In the last twenty years the name of Ricardo Flores Magón, the indomitable anarchist contemporary of Madero, Carranza, and the other greats of the Mexican Revolution, has been gaining in prominence. Today something akin to a Flores Magón cult, analogous on a reduced scale to the Zapata tradition, exists in a segment of Mexico’s intellectual community. It is possible that the composite Mexican revolutionary memory required the tradition of the Warrior Undefiled, and Zapata on his white horse was this noble vision. For intellectuals, however, the projection of the Revolution may need the additional memory of a great ideologue—Flores Magón, who most certainly was a thinker of crystalline clarity and compelling radicalism.

The work under review is hagiography pure and simple. For the reader in search of the finest elements of Flores Magón’s anarchistic humanitarianism, the book has worth. The talented author, with a background as a poet, journalist, and diplomat, rather than as a historian, has skillfully selected from Flores Magón’s writings and has commented upon them in moving prose. For one seeking facts and analysis, however, the material is virtually useless. Factual errors and misrepresentations, some significant, are numerous. The historical context in which Flores Magón acted is virtually ignored.

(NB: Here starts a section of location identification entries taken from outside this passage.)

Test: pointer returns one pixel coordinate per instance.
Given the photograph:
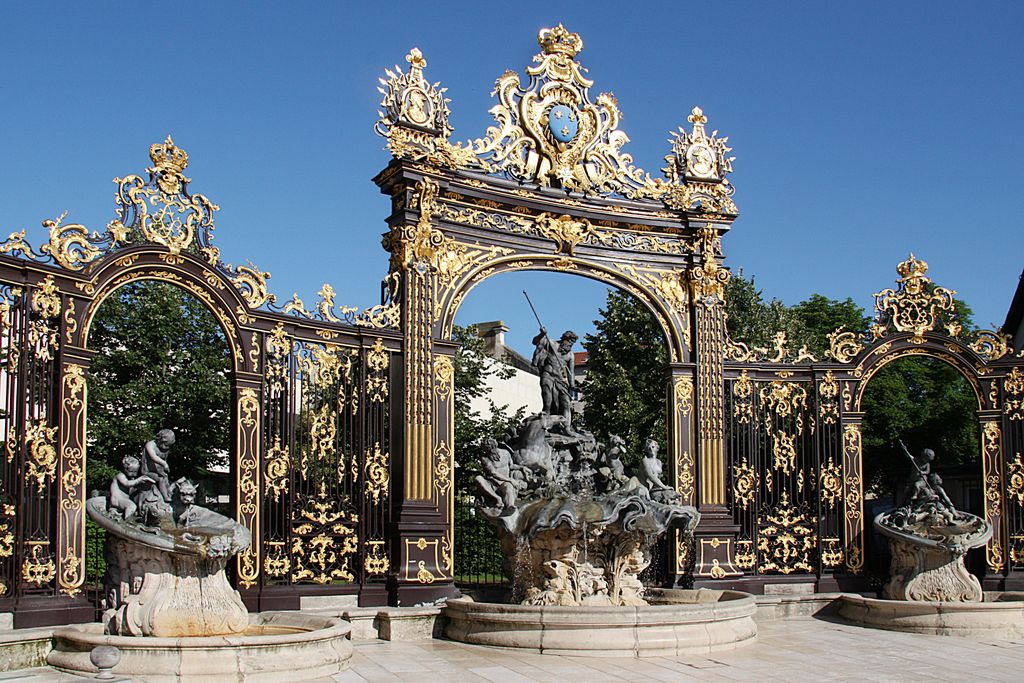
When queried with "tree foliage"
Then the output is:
(162, 360)
(926, 402)
(627, 374)
(756, 322)
(477, 550)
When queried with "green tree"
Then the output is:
(756, 322)
(926, 402)
(627, 374)
(478, 555)
(816, 317)
(749, 317)
(162, 360)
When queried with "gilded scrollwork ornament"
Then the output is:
(828, 398)
(1015, 479)
(785, 539)
(915, 305)
(551, 131)
(709, 280)
(41, 464)
(378, 477)
(830, 483)
(1013, 388)
(324, 540)
(742, 393)
(376, 562)
(38, 567)
(278, 469)
(414, 117)
(744, 483)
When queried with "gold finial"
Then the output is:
(911, 267)
(559, 41)
(415, 58)
(169, 158)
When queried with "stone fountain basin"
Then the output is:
(278, 646)
(682, 623)
(999, 615)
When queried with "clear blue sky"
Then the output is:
(861, 130)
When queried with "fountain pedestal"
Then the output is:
(929, 573)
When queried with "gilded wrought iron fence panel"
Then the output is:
(772, 435)
(327, 467)
(1014, 466)
(32, 328)
(312, 393)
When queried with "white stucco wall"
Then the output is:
(520, 390)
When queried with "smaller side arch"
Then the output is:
(673, 321)
(181, 270)
(947, 350)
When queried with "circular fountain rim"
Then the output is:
(626, 631)
(317, 646)
(973, 619)
(307, 628)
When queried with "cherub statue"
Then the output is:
(502, 479)
(123, 486)
(155, 456)
(183, 504)
(649, 475)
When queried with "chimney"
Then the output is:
(494, 337)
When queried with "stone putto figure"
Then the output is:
(928, 539)
(166, 555)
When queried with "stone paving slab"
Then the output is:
(786, 651)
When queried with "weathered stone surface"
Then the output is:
(24, 648)
(170, 595)
(683, 623)
(998, 619)
(278, 646)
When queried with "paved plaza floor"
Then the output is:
(792, 650)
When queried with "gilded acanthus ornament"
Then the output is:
(414, 117)
(709, 280)
(785, 539)
(551, 131)
(916, 307)
(913, 306)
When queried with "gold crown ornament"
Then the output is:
(559, 41)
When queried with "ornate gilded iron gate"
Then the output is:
(312, 399)
(343, 420)
(785, 484)
(795, 439)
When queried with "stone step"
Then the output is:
(25, 648)
(45, 675)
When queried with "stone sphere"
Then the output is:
(104, 656)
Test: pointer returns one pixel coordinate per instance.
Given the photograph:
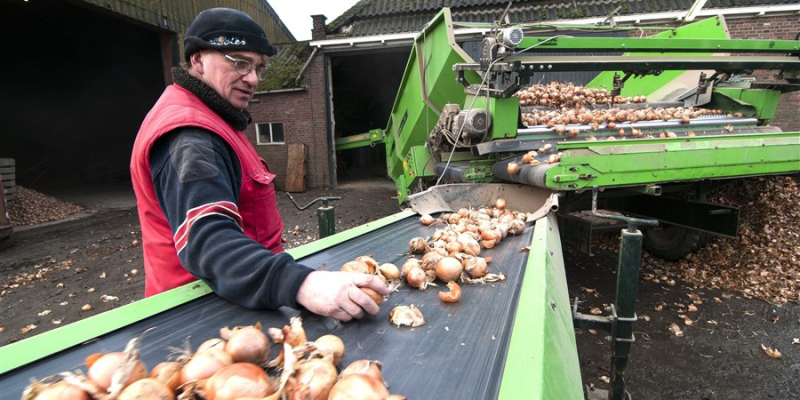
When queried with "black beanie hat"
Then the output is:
(225, 29)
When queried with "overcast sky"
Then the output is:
(296, 14)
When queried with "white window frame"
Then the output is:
(261, 125)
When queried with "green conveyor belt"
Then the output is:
(461, 352)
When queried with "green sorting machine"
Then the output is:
(459, 136)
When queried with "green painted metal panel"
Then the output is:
(657, 44)
(674, 159)
(708, 29)
(29, 350)
(542, 360)
(26, 351)
(353, 142)
(765, 101)
(428, 83)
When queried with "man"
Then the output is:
(206, 200)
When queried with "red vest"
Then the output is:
(257, 206)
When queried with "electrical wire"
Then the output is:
(483, 81)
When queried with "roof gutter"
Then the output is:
(629, 20)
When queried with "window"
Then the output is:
(269, 133)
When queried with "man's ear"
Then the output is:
(196, 60)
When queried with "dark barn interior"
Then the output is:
(364, 89)
(78, 83)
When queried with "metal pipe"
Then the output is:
(673, 123)
(311, 57)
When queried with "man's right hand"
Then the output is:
(339, 295)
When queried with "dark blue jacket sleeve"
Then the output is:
(192, 167)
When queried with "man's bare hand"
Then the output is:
(338, 294)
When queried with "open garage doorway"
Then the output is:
(78, 81)
(364, 89)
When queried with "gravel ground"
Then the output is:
(57, 273)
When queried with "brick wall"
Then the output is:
(303, 116)
(787, 116)
(303, 112)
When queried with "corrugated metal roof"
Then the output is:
(176, 16)
(378, 17)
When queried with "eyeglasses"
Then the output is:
(243, 67)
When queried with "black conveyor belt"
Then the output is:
(458, 354)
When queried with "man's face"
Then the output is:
(220, 73)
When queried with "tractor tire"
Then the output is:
(670, 242)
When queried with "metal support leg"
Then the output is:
(325, 214)
(623, 311)
(327, 221)
(630, 255)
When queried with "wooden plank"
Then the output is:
(296, 168)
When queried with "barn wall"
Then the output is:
(303, 116)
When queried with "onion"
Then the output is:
(490, 234)
(331, 344)
(430, 259)
(356, 266)
(210, 343)
(389, 271)
(246, 344)
(103, 369)
(454, 247)
(472, 247)
(375, 296)
(313, 380)
(358, 386)
(372, 265)
(408, 265)
(147, 388)
(418, 245)
(426, 219)
(204, 364)
(476, 267)
(168, 373)
(238, 380)
(448, 269)
(91, 358)
(453, 295)
(416, 278)
(516, 227)
(488, 244)
(366, 367)
(62, 390)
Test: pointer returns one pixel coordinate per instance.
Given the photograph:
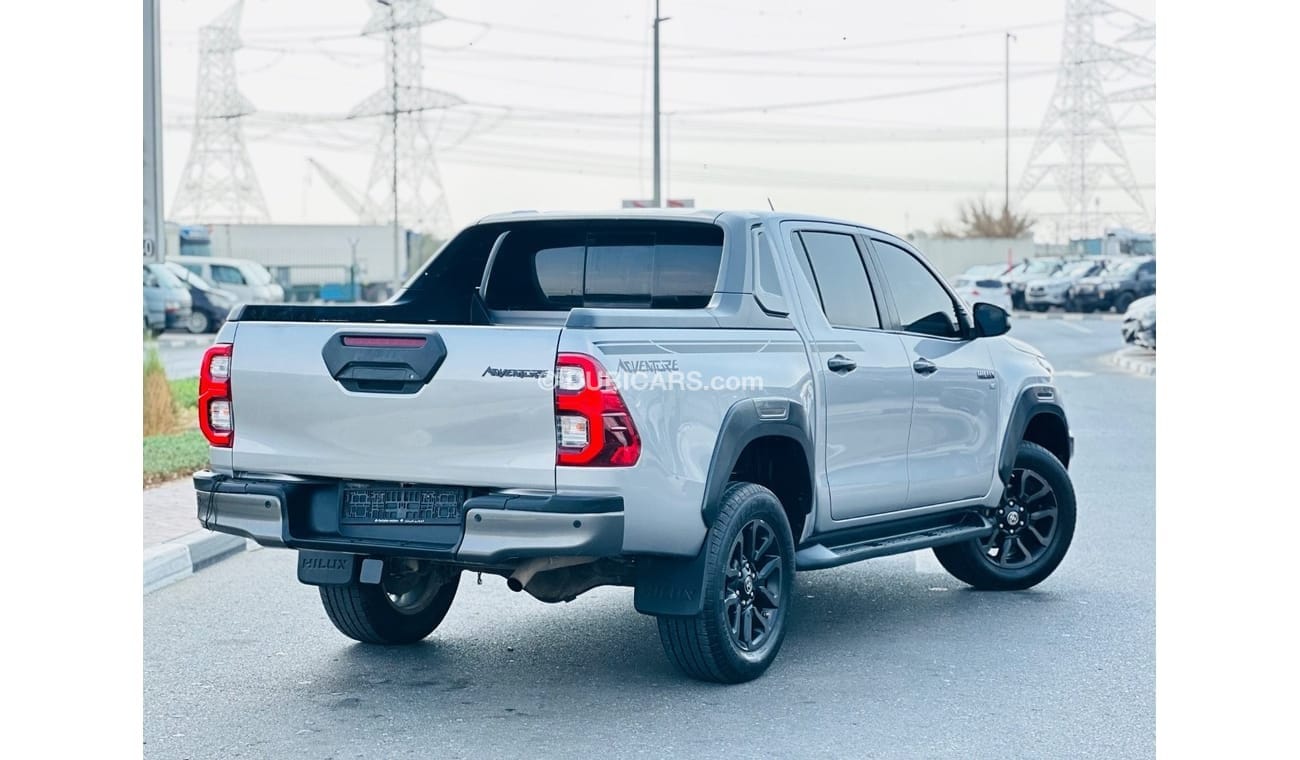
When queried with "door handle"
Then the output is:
(841, 364)
(923, 367)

The anarchist’s outstanding qualities are properly stressed, but the uninformed reader would never gather that Flores Magón habitually resorted to lies, deceit, and vengeful attacks on his opponents and indulged in a fanaticism that doomed his movement and his followers. The author has neglected to examine a variety of sources, thus failing to deepen and balance his understanding. A book dealing with a controversial historical figure must have a great deal to offer in order to compensate for the omission of essential facts as well as a penetrating analysis of the principal’s actions. An eloquent rendition of his philosophy, disembodied from his conduct, is insufficient.